I walk through Polistena, ‘The Pearl of the Plain’, as it’s called. It’s hard to understand why it was given this name, but it’s in the countryside that I find my answers. The Outpatient clinic acts as a permanent surgery, but it’s so much more than that: twice a day, a mobile unit reaches the most isolated places in the Plain of Gioia Tauro. Our staff meet with patients, talk to them, take them to the clinic. This constant relationship between mobility and permanence strikes me. I wouldn’t be able to explain why, maybe the relationship between the two is just necessary.

Looking for answers to all of my questions in only four days is impossible. So I decide to focus on the smallest aspects of this trip, on certain episodes. On people.

M. is pregnant, we took her to the hospital to do some check-ups. She laughs and secretly eats some crisps from her bag.

F. has a visit at the clinic every day, he’s diabetic, he needs constant check-ups and may need to move to Foggia for work.

I., S. and J. fall asleep on the waiting room chairs before returning to the makeshift camp.

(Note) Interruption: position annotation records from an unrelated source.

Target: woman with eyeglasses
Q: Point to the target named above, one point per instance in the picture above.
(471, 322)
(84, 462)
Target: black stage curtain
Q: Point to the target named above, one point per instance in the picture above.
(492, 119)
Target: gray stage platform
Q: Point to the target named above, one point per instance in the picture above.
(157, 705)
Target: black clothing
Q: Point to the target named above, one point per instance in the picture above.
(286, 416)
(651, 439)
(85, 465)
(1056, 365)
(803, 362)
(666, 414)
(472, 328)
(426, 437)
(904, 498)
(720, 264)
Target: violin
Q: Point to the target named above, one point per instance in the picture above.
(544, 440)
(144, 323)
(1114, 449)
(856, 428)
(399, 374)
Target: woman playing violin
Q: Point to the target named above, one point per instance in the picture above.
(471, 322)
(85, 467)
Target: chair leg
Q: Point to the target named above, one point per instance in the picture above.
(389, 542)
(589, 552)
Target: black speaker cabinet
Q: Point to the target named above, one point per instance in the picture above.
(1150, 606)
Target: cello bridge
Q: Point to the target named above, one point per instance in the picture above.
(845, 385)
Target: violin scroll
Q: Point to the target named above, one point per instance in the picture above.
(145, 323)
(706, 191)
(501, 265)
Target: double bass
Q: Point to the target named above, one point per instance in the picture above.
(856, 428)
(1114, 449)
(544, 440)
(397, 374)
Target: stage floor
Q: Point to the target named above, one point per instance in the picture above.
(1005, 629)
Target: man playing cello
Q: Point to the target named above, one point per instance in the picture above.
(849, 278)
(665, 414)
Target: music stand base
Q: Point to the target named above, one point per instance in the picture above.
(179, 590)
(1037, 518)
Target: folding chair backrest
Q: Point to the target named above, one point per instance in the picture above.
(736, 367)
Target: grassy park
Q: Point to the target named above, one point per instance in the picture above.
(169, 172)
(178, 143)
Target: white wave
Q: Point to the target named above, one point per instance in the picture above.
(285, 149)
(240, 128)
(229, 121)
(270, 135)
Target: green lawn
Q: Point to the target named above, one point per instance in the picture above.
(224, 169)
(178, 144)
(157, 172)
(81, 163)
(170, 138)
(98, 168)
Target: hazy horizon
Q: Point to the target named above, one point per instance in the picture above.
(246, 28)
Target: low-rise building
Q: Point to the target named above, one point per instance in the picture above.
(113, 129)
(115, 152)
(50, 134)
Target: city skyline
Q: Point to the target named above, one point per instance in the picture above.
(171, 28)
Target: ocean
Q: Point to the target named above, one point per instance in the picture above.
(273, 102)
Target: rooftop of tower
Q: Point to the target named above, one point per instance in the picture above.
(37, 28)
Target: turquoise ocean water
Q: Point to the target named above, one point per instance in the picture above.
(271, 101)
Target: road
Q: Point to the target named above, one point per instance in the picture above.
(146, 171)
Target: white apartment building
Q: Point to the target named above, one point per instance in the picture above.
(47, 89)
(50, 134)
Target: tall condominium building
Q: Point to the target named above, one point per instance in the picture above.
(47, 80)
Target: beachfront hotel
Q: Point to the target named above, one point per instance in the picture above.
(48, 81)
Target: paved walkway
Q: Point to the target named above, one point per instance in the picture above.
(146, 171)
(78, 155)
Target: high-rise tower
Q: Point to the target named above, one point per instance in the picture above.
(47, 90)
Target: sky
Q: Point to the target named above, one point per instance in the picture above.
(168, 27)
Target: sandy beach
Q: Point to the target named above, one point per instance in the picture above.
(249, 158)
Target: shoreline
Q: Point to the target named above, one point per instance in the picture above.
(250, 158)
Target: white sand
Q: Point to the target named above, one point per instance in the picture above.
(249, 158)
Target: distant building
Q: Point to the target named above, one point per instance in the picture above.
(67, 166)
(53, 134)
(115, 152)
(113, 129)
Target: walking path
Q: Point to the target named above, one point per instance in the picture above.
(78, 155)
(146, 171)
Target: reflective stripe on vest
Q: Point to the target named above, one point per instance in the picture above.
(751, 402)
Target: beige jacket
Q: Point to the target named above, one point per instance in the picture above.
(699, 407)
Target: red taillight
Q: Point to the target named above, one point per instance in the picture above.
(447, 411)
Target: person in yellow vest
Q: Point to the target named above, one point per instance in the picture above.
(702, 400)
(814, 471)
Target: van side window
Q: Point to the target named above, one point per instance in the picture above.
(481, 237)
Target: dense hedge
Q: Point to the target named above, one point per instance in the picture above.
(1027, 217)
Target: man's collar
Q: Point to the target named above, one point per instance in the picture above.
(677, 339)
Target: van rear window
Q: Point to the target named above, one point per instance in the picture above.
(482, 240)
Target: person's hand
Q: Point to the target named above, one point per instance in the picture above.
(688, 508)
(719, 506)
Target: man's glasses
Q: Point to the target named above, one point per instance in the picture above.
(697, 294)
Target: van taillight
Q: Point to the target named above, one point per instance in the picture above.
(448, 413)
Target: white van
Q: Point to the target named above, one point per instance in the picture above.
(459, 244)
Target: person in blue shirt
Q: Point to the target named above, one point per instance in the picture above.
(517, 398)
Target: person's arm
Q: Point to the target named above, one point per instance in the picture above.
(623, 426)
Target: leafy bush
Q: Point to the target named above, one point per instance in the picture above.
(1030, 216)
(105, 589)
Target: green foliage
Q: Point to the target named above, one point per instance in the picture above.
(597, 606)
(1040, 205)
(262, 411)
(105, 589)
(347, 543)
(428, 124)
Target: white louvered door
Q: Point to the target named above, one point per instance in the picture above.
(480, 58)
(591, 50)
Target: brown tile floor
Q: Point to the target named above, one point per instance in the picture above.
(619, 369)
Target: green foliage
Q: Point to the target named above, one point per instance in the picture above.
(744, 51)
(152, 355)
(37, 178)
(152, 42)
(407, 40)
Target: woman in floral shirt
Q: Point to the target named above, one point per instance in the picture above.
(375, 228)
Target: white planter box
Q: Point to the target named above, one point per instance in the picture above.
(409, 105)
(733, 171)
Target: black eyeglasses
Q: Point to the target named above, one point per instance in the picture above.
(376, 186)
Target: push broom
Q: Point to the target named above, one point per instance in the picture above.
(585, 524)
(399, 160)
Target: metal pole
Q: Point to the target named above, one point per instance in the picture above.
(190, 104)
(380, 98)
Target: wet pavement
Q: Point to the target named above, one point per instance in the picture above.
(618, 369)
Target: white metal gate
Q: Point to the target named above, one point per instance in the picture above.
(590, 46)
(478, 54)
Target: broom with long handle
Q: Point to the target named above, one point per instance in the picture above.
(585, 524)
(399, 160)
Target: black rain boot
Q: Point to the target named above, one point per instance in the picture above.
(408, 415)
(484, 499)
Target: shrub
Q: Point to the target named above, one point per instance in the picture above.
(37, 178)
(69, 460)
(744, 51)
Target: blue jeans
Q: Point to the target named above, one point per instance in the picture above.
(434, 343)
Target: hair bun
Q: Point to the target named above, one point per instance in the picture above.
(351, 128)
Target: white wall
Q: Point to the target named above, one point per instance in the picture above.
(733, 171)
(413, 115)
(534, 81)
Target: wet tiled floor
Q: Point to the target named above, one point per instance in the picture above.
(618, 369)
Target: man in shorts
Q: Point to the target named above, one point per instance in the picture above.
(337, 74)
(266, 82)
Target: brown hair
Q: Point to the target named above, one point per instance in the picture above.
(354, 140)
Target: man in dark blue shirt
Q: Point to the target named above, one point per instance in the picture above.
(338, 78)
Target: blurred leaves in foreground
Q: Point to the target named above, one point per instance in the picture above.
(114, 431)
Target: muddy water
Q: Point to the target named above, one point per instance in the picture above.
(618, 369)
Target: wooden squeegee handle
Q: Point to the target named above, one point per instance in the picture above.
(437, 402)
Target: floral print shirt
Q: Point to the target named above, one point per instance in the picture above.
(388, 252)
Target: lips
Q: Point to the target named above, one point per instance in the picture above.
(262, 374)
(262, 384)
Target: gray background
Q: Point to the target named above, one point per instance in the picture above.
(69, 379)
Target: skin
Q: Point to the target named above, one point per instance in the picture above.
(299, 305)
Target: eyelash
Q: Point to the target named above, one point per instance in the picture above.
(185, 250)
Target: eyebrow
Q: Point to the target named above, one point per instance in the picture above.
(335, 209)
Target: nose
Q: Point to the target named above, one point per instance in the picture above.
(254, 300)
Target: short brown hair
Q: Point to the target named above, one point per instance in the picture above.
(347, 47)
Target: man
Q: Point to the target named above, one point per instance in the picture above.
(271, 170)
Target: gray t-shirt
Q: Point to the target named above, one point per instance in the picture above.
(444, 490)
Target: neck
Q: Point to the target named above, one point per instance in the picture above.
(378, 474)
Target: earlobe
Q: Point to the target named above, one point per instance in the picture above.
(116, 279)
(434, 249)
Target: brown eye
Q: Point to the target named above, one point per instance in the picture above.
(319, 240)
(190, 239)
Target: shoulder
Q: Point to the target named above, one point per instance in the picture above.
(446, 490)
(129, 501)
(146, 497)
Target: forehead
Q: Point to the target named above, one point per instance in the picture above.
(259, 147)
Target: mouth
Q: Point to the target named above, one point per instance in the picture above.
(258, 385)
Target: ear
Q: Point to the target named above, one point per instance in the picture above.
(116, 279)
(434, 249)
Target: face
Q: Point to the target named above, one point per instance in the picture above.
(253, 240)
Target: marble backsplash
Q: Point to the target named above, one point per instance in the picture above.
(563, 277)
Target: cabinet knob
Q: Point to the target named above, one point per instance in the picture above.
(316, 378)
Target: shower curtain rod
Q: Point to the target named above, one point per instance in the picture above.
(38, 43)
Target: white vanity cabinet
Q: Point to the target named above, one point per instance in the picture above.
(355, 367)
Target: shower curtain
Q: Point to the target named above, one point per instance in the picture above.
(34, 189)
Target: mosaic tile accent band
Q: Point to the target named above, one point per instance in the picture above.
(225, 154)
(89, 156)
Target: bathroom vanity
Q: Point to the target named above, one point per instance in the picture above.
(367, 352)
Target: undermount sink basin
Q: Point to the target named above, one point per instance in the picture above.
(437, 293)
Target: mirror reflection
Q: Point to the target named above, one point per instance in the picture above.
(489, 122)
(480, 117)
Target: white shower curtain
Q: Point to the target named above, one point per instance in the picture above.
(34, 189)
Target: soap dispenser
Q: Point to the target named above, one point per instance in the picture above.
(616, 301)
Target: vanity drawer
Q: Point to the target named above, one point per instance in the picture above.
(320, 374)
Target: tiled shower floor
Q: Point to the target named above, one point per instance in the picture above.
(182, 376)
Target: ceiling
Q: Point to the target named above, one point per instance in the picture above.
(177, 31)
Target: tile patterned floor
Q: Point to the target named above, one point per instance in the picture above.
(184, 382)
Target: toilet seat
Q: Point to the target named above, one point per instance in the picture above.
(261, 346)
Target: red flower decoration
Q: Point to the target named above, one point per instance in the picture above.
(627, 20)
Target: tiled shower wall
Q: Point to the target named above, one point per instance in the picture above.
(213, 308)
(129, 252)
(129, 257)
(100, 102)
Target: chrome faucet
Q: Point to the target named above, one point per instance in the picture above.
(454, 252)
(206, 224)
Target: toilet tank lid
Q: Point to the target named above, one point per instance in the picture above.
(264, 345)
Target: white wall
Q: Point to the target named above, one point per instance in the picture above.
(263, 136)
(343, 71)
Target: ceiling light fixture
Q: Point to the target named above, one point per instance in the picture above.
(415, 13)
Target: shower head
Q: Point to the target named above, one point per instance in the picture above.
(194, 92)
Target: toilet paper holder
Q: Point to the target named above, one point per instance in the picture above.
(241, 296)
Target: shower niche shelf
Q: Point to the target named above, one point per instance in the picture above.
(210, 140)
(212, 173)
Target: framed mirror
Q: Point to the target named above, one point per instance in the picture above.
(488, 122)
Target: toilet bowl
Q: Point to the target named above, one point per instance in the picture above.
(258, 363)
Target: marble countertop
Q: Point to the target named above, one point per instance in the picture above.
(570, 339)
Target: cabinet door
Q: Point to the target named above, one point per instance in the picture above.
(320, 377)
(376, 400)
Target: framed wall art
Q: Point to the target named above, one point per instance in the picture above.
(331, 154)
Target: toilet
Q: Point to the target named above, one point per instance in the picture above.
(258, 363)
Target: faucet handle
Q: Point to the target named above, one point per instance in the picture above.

EMERGENCY’s Outpatient clinic in Polistena is also this: a break, a suspension from reality. A reality that’s right there, right outside. I make the trip back to the makeshift camp with the patients. I understand how many aspects of our normal, everyday life we take for granted: a home, a street to walk on, food. But what is ‘normal’? This is what Polistena does: it makes you doubt every constant, every certainty, every meaning. Borders, for example, are real here. And they don’t exist by chance: the marginality of the camp was created on purpose. The life stories in that waiting room tell of forced paths, of choices made by law and politics. Even these tents have a voice, the voice of those who live inside them, saying loud and clear: “We haven’t had water for days”.

Giorgio’s words come back to mind. He’s a nurse, and after asking me how I was he said: “Seeing all this is the right thing to do”. And nothing could be more true.